Names of the early passenger stations bear little resemblance to modern naming. From the junction at Whifflet, they were:

Cleland line:
- Carnbroe (or Carnbroe Iron Works), opened 1843, closed about 1846
- Holytown (located at the later Mossend North Junction); opened 1844, renamed Mossend 1882, closed 1962
- Carfin, opened in about 1834, renamed Holytown in 1882, still in operation
- Newarthill (located at the present-day Carfin station); opened in 1834, closed in 1880

Coltness line:
- Motherwell (located a short distance south of the present station); opened 1845, closed in 1885 when the present station opened
- Flemington, opened in 1891, closed in 1965
- Shieldmuir, opened 1990
- Wishaw, opened in 1845; renamed Wishaw South in 1880 when the new line from Holytown Junction to Law Junction opened; closed in 1958
- Overtown, opened in 1845; closed in 1881
- Carluke (located a considerable distance from the present Carluke station); opened 1845, renamed Stirling Road, Morningside in 1848; closed in 1853
- Morningside, opened in 1845, closed in 1930

The Morningside line became a minor branch off the West Coast Main Line when the Caledonian Railway took over the Company, and the passenger service probably ceased in 1853.

When the Caledonian Railway built a new line via Newmains, it approached Morningside from the north and a passenger service from Holytown terminated there. In 1895 and in 1922 there were five trains each way with one extra on Saturdays. The Wilsontown, Morningside and Coltness Railway operated a service from its own Morningside station, 40 m away by rail, heading east to Bathgate. There was not much co-ordination of train times, and the 40 m of railway between the two stations did not have a passenger service.

==Wider horizons==
The line was built as a coal railway, with the primary object of conveying the mineral to market in central Scotland. The industrial processes developed rapidly during the first decade of the line's existence, so did the demand for efficient transport. As the Coltness Iron Works and other industries developed, they needed to bring in materials from further afield, and to dispatch their products to far-off destinations.

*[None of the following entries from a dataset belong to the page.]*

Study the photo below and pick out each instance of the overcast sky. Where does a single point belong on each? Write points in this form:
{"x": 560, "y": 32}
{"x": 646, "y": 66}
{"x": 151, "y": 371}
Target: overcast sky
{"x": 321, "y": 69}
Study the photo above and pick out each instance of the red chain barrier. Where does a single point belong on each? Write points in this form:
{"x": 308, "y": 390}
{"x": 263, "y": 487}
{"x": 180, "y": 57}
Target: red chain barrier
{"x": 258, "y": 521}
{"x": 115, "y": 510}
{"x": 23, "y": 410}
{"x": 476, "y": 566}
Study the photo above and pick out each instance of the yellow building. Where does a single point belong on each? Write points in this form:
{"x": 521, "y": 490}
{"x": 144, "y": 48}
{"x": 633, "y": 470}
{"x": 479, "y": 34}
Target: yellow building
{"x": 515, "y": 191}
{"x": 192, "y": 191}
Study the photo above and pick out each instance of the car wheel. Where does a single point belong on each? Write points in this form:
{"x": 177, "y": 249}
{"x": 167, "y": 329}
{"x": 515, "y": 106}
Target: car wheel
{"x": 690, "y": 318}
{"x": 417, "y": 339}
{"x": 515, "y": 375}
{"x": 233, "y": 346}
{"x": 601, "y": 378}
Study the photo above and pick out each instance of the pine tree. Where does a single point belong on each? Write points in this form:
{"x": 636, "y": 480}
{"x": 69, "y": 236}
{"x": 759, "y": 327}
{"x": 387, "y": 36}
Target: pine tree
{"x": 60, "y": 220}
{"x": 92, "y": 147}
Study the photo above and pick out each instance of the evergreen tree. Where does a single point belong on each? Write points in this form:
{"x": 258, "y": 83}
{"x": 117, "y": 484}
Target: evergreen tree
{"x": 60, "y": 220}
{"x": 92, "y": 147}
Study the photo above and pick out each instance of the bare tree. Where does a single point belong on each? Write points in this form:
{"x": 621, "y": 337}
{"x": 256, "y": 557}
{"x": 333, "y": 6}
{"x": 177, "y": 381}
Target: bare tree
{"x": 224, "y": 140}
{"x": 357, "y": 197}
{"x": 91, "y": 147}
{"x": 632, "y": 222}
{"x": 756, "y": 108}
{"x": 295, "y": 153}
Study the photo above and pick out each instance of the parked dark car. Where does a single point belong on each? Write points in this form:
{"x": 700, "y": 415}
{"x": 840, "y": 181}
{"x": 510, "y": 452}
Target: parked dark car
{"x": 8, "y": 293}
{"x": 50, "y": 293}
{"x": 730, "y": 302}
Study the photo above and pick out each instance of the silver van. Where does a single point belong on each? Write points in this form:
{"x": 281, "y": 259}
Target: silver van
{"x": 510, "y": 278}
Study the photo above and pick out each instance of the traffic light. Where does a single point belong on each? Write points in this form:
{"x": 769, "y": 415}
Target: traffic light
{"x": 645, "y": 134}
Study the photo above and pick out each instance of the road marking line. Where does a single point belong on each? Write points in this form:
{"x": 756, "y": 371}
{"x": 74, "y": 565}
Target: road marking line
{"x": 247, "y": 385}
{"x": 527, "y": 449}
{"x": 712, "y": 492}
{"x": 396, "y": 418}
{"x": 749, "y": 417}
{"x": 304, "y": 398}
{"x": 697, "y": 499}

In common with the other "coal railways" the technical limitations of the little railway became more obvious, and the most important of these was the track gauge of 4 ft 6 in, which required transshipment of loads at the point of connection with standard gauge lines. In 1847, the railway changed its gauge to the standard 4 ft 8½ in.

The Caledonian Railway was being promoted about the same time, with the object of participating in forming a main line route between Central Scotland and Carlisle, connecting there with the English railway trunk network. At the time the Grand Junction Railway was planning an approach from the south to Carlisle.

The Caledonian Railway promoters planned an entry through Annandale. To get access to Glasgow, the Caledonian secured agreement from the Wishaw and Coltness Railway and the Glasgow Garnkirk and Coatbridge Railway to use their lines for the approach to the city. The Caledonian took a lease of the Wishaw and Coltness from 1 January 1847, guaranteeing 10.5% on the W&CR capitalisation of £240,000. (Agreement to lease the GG&CR had been obtained a year earlier at 8%.) The Caledonian the bought the W&CR under the Caledonian Railway (Wishaw and Coltness Railway Purchase) Act 1849 (12 & 13 Vict. c. lxvii).

For the time being the Caledonian used the GG&CR Townhead terminus in Glasgow, but soon extended to a new terminal at Glasgow, Buchanan Street.

Parts of the Wishaw and Coltness routes remain in use at the present day: the section from the original Motherwell station, just south-east of the present-day station, to Garriongill Junction, and the section from Whifflet to Mossend South Junction follows the original construction.